I included a small 5x7 index card and a stamped envelope with my address on it and sent it off, hoping.
I’d forgotten about the letter that winter. Spring came and, as the snow melted from the northern Minnesota landscape, our thoughts turned to baseball.
Then one day in late July, the postman slid several letters through our mail slot. I recognized the handwriting on one letter. It was mine. It was the envelope with my printed scrawl that I had included when writing him.
Bart Starr wrote back.
He signed the index card and added a “thank you” on a separate piece of paper.
I placed the card by the Packer’s page in my 1971 NFL Official Record Book that my father bought for me. and I looked at it throughout the 1971 season.

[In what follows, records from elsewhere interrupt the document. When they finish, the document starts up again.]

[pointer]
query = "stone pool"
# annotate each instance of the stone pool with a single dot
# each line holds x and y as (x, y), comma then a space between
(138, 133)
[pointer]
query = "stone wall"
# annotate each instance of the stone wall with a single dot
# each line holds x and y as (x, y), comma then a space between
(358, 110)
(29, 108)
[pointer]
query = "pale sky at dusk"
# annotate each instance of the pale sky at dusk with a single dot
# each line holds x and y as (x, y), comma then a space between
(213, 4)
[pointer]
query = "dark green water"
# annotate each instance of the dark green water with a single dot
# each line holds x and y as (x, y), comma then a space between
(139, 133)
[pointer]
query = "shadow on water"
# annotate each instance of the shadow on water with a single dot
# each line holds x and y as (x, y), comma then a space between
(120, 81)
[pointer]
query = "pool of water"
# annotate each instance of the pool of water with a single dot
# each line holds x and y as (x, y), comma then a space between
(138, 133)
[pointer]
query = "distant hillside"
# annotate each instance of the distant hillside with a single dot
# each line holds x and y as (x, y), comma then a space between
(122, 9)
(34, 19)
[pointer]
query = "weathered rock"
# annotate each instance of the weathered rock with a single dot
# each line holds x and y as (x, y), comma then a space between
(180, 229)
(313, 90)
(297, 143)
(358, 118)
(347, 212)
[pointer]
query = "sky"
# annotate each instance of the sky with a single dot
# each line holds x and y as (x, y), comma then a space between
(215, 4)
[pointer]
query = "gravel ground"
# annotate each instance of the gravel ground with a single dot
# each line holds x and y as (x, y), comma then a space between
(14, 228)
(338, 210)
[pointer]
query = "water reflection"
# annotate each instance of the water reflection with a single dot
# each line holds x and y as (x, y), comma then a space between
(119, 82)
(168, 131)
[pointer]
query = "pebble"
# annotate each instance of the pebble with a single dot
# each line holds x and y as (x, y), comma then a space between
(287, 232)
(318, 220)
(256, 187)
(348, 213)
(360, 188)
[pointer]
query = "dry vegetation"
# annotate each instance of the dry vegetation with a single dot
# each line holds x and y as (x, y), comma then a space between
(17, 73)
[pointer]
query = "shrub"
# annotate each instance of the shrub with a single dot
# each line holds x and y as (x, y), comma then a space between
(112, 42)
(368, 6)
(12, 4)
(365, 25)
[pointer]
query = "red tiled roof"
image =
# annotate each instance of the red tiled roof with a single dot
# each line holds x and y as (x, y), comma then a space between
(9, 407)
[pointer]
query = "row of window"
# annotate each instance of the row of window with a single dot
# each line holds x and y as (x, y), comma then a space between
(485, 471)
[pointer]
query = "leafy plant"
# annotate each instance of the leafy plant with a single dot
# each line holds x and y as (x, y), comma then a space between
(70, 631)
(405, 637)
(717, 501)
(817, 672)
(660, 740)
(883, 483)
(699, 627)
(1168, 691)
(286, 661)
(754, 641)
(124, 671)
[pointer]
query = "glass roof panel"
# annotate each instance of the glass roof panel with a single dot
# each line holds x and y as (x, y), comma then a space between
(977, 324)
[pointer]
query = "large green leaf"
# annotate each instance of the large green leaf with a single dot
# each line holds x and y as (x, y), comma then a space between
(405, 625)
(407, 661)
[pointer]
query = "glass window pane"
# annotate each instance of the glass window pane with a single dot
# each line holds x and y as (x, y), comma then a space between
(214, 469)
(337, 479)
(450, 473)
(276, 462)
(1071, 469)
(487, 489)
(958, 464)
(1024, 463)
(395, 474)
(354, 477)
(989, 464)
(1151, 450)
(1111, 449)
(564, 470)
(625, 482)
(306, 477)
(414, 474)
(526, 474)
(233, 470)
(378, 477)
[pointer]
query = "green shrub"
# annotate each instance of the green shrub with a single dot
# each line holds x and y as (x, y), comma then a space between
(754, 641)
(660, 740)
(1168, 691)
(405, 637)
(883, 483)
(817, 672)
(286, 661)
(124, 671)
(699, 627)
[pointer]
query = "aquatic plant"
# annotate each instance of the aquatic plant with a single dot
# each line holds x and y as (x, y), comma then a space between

In 1998, my mother passed away suddenly and in the aftermath of cleaning out her house, I found a box full of my old sports books that had been there for years. I sorted through them and found the 1971 NFL Official Record Book.
“Surely not,” I thought as I opened the book and turned to the Green Bay page.
But there, between the Detroit and Green Bay pages, was the card. It remained pressed, preserved in that book for 27 years. The card was more ivory now than white, aged over time.
But the name was legible and crisp.
By 1998, autograph collecting had become more of a business than an innocent child’s enjoyment and hope. I don’t think I could write to players now, at least those with the star caliber of a Starr, and expect an autograph in return.
I saw in a collector’s magazine several years ago that a Starr autograph sold for $35. It was projected to raise to $60 if he died and I was saddened. There are people out there who are waiting for Bart Starr to die so their autographs will gain value. I also realized that the art of writing to players and asking for autographs is over. It would be futile now in a world that hopes for Hall of Famers’ deaths merely to make a few more bucks.
I hope Bart Starr never dies. I don’t care about the increase in value of my autograph. Finding that card in the box of books in 1998 was worth more than any monetary value.
I have the book sitting by me now. I’m looking at the card and now, 41 years after receiving it, the value of it means so much more than money.